# Data Management Algorithm for Decision Making in Clash Royale
**Analyzing User Behavior in Clash Royale for Strategic Decision Making**

## Project Rationale
This project aims to leverage advanced data management algorithms to analyze user behavior in the popular mobile game Clash Royale.<br>
By utilizing datasets obtained from Kaggle, we will explore how different user behaviors impact game outcomes.<br>
The goal is to apply techniques learned in the course to understand which behaviors lead to winning, prolonged gameplay, and frequent app usage.

we will focuses on handling various steps in the data-driven decision-making process, including data integration, cleaning, and exploration.<br>
In this project we will address common data issues such as missing data, dirty or inconsistent data, and bias, ensuring trustworthy decision-making.

## Data Description
We will use the following datasets:
1. **BattlesStaging_01012021_WL_tagged.csv**: Contains data on games played on January 1, 2021. each row present 1 game between 2 players.
2. **Wincons.csv**: Contains information about impactful cards in the game.
3. **clash_royal_data.csv**: Contains specific card data, including ratings and usage statistics.

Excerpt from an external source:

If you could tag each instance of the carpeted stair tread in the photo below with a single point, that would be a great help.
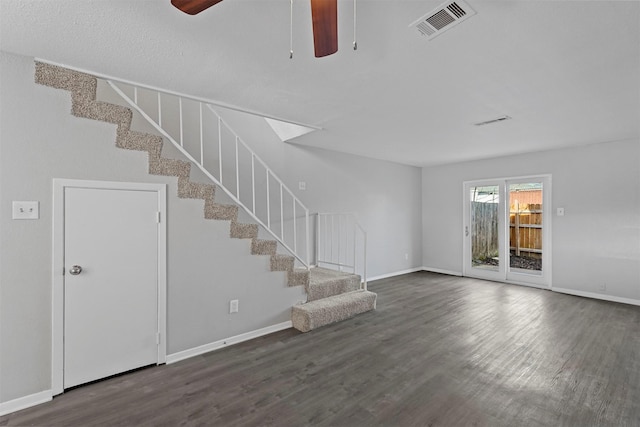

### Columns in BattlesStaging_01012021_WL_tagged.csv
- `Unnamed: 0`: Index
- `battleTime`: The time the battle started
- `arena.id`: The ID of the arena where the battle took place
- `gameMode.id`: The ID of the game mode
- `average.startingTrophies`: The average starting trophies of both players
- `winner.tag`: The tag of the winning player
- `winner.startingTrophies`: The starting trophies of the winning player
- `winner.trophyChange`: The change in trophies for the winning player
- `winner.crowns`: The number of crowns earned by the winning player
- `winner.kingTowerHitPoints`: The hit points of the winning player's king tower
- `winner.princessTowersHitPoints`: The hit points of the winning player's princess towers
- `winner.clan.tag`: The clan tag of the winning player
- `winner.clan.badgeId`: The clan badge ID of the winning player
- `loser.tag`: The tag of the losing player
- `loser.startingTrophies`: The starting trophies of the losing player
- `loser.trophyChange`: The change in trophies for the losing player
- `loser.crowns`: The number of crowns earned by the losing player
- `loser.kingTowerHitPoints`: The hit points of the losing player's king tower
- `loser.clan.tag`: The clan tag of the losing player
- `loser.clan.badgeId`: The clan badge ID of the losing player
- `loser.princessTowersHitPoints`: The hit points of the losing player's princess towers
- `tournamentTag`: The tag of the tournament (if applicable)
- `winner.card1.id` to `winner.card8.id`: The IDs of the winning player's cards
- `winner.card1.level` to `winner.card8.level`: The levels of the winning player's cards
- `winner.cards.list`: The list of cards of the winning player
- `winner.totalcard.level`: The total level of the cards of the winning player
- `winner.troop.count`: The count of troop cards of the winning player
- `winner.structure.count`: The count of structure cards of the winning player
- `winner.spell.count`: The count of spell cards of the winning player
- `winner.common.count`: The count of common cards of the winning player
- `winner.rare.count`: The count of rare cards of the winning player
- `winner.epic.count`: The count of epic cards of the winning player
- `winner.legendary.count`: The count of legendary cards of the winning player
- `winner.elixir.average`: The average elixir cost of the winning player's deck
- `loser.card1.id` to `loser.card8.id`: The IDs of the losing player's cards
- `loser.card1.level` to `loser.card8.level`: The levels of the losing player's cards
- `loser.cards.list`: The list of cards of the losing player
- `loser.totalcard.level`: The total level of the cards of the losing player
- `loser.troop.count`: The count of troop cards of the losing player
- `loser.structure.count`: The count of structure cards of the losing player
- `loser.spell.count`: The count of spell cards of the losing player
- `loser.common.count`: The count of common cards of the losing player
- `loser.rare.count`: The count of rare cards of the losing player
- `loser.epic.count`: The count of epic cards of the losing player
- `loser.legendary.count`: The count of legendary cards of the losing player
- `loser.elixir.average`: The average elixir cost of the losing player's deck

### Columns in Wincons.csv
- `id`: Index
- `card_id`: The ID of the card
- `card_name`: The name of the card

### Columns in clash_royal_data.csv
- `name`: The name of the card
- `Rating`: The rating of the card
- `Usage`: The usage percentage of the card
- `increase_in_usage`: The increase in usage percentage
- `Win`: The win percentage of the card
- `increase_in_win`: The increase in win percentage
- `CWR`: The card win rate


In [1]:
%load_ext autoreload
%autoreload 2

import projcore as pc
import pandas as pd

pd.set_option('display.max_columns', None)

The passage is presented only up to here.